The 2003 increase for the SCS was worth 5.37 per cent. The amount received by an individual depended on performance ranking and position in the payband. A separate pay system exists for the SCS with increases made on the basis of recommendations made by the independent Senior Salaries Review Body. Unlike the other staff groups the SCS pay award process does not involve negotiations with trade unions. The 2002 pay increase for the SCS was worth 4.38 per cent and was therefore 0.99 per cent less than the 2003 increase.
Baroness Amos: On first printing of an Act 10 copies are delivered to the Printed Paper Office for supply to Members on request. The Printed Paper Office can of course obtain further copies when required. It holds copies of Acts back to 1951.
It is good practice for departments with a Bill going through the House to make available to Members in all the usual ways papers necessary to understand the Bill. This might well include related legislation. My office will contact all departments to remind them of this.
The Government are committed to delivering a fully revised and updated statute book to users and hopes that the statute law database will be completed and made available to the public by the end of 2004.
Baroness Amos: In 2002, the last year for which full figures are available, the EBRD invested 1.2 billion euros in 36 projects in south-eastern Europe. This brought the bank's cumulative investment in the region to 5.1 billion euros in 210 projects. These projects included support for privatisation, restructuring, small and medium-sized enterprises, and critical infrastructure projects such as road building. Details of all projects on a country by country basis are available on the bank's website at www.ebrd.com. The full 2003 figures will be available later this year.

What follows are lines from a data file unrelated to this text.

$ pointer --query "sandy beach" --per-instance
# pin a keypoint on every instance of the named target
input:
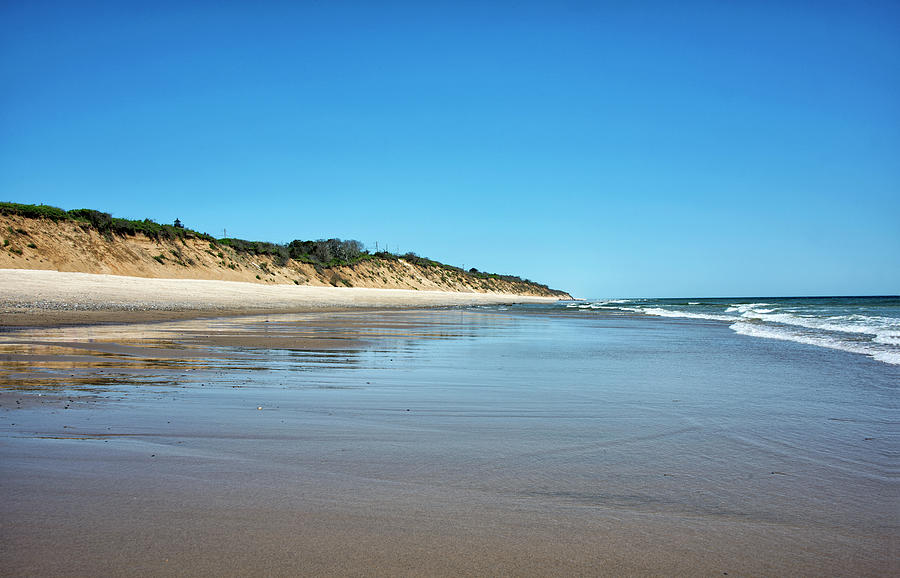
(370, 433)
(42, 298)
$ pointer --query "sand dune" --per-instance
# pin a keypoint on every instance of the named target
(38, 297)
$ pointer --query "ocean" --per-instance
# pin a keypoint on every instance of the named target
(864, 325)
(644, 437)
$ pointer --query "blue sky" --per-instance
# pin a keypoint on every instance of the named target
(607, 148)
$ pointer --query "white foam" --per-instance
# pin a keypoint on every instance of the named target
(884, 329)
(744, 307)
(784, 334)
(659, 312)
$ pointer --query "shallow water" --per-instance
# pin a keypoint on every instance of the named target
(528, 423)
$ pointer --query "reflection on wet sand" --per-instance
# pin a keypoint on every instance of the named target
(424, 442)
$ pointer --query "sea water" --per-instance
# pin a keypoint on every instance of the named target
(865, 325)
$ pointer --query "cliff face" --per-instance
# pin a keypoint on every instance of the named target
(27, 243)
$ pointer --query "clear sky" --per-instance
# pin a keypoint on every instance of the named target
(721, 148)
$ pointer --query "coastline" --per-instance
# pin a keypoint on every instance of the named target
(439, 442)
(40, 298)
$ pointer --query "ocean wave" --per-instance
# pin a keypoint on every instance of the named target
(744, 307)
(785, 334)
(660, 312)
(882, 328)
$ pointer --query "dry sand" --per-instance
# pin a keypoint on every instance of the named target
(37, 297)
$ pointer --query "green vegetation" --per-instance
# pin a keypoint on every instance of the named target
(321, 254)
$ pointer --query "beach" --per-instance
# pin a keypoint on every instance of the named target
(43, 297)
(464, 440)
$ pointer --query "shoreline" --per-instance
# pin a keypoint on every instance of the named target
(43, 298)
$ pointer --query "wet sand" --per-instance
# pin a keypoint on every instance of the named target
(441, 442)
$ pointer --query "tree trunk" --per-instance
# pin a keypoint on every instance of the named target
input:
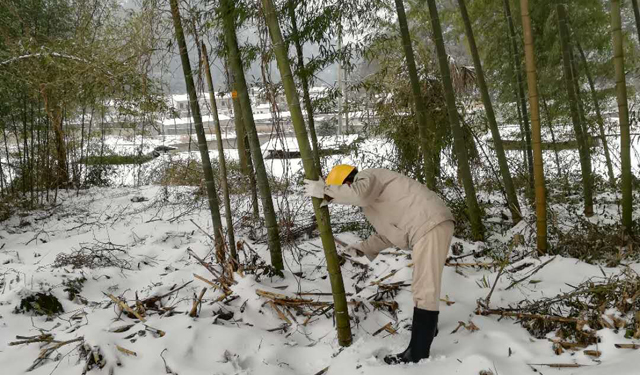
(553, 135)
(228, 13)
(541, 201)
(583, 147)
(623, 110)
(223, 165)
(54, 112)
(322, 213)
(202, 140)
(636, 14)
(512, 197)
(515, 61)
(473, 209)
(576, 88)
(599, 119)
(426, 125)
(303, 76)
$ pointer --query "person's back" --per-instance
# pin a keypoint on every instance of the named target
(406, 214)
(398, 207)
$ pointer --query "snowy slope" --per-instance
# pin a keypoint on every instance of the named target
(157, 235)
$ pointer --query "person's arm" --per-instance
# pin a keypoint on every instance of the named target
(373, 245)
(361, 192)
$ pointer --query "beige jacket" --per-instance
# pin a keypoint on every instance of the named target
(401, 210)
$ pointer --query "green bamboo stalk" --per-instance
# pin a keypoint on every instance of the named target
(636, 14)
(221, 160)
(197, 118)
(538, 167)
(241, 143)
(303, 76)
(583, 147)
(623, 110)
(322, 213)
(475, 215)
(228, 12)
(599, 119)
(515, 62)
(426, 125)
(512, 197)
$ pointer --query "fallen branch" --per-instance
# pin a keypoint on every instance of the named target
(530, 274)
(387, 327)
(627, 346)
(126, 351)
(125, 307)
(559, 365)
(518, 315)
(196, 302)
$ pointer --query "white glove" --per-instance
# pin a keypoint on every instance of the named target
(313, 188)
(352, 251)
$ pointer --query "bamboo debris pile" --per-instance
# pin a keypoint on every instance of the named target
(609, 302)
(96, 255)
(49, 346)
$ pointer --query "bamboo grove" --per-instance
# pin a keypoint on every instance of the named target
(68, 68)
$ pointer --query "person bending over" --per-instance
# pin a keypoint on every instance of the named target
(406, 214)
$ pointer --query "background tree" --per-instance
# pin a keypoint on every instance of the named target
(224, 183)
(321, 213)
(571, 87)
(426, 125)
(473, 209)
(212, 194)
(532, 84)
(623, 113)
(512, 198)
(228, 16)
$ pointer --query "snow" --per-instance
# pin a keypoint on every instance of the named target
(157, 245)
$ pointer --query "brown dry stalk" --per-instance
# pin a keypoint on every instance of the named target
(126, 307)
(126, 351)
(196, 302)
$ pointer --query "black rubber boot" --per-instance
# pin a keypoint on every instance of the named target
(423, 330)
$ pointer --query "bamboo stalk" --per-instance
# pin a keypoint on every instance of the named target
(196, 302)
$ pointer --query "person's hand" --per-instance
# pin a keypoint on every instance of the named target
(313, 188)
(348, 252)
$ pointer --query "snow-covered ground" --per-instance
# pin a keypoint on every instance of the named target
(242, 334)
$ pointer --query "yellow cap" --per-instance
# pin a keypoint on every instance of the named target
(338, 174)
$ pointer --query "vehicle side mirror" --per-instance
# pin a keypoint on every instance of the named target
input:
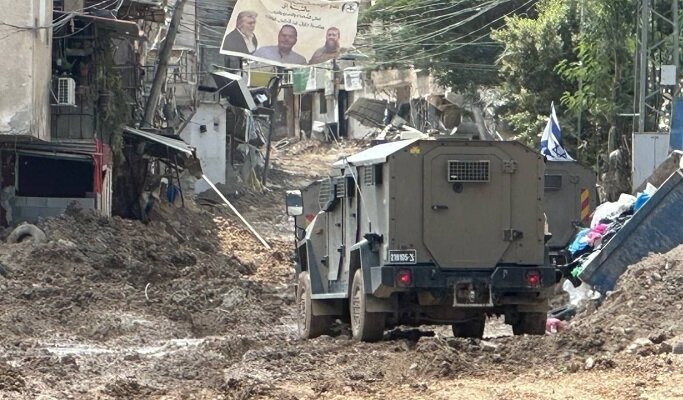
(294, 203)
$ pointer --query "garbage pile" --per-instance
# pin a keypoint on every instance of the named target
(608, 219)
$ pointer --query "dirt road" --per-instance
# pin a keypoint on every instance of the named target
(191, 306)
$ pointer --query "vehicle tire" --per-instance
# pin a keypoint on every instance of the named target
(365, 326)
(24, 231)
(530, 323)
(309, 326)
(473, 328)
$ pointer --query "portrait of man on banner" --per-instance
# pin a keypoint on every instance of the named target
(242, 38)
(291, 32)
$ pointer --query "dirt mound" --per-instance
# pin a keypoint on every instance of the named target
(645, 306)
(101, 278)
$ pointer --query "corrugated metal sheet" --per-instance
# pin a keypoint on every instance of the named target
(175, 144)
(375, 155)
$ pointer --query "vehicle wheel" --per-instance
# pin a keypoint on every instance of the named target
(473, 328)
(530, 323)
(308, 325)
(365, 326)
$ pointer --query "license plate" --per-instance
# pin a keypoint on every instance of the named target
(402, 256)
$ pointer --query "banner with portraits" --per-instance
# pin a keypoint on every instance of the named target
(291, 32)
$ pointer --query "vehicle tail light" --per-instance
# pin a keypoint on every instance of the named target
(403, 277)
(533, 278)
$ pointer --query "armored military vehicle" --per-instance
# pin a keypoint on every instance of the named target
(570, 197)
(425, 232)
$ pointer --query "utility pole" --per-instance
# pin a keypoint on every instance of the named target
(657, 77)
(162, 67)
(578, 118)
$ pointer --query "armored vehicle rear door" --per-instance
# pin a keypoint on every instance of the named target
(467, 205)
(570, 197)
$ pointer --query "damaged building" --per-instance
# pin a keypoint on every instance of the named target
(74, 94)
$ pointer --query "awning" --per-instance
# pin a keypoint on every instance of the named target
(175, 144)
(167, 148)
(374, 155)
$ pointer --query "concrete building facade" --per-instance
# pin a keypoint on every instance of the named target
(25, 40)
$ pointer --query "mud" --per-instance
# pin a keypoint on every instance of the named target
(192, 306)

In the future, the bank aims to expand investment in the region and to continue its leading role under the Stability Pact for South-Eastern Europe in implementing private sector initiatives and in developing regional co-operation in infrastructure. Given that the EBRD's business is largely in the private sector and is therefore demand-driven, it is not possible to provide firm figures for future spend. However, the EBRD's individual country strategies for south-eastern Europe state the main areas of focus for the bank, and the majority of the strategies give an indication of the size of the project pipeline at the time
The Secretary of State for Constitutional Affairs and Lord Chancellor (Lord Falconer of Thoroton): The cost of installing and maintaining security systems within the Supreme Court can only be established once the Supreme Court building has been selected.
As part of the consideration being given to the security requirements of the Supreme Court, DCA officials have met with the Yeoman Usher of the Black Rod and the chief superintendent responsible for policing Parliament.
Lord Falconer of Thoroton: Eight building options have been discussed with representatives of the Lords of Appeal in Ordinary. An evaluation is currently being conducted to identify the preferred building option. Until this process has been completed, it could be prejudicial to our commercial position to disclose details.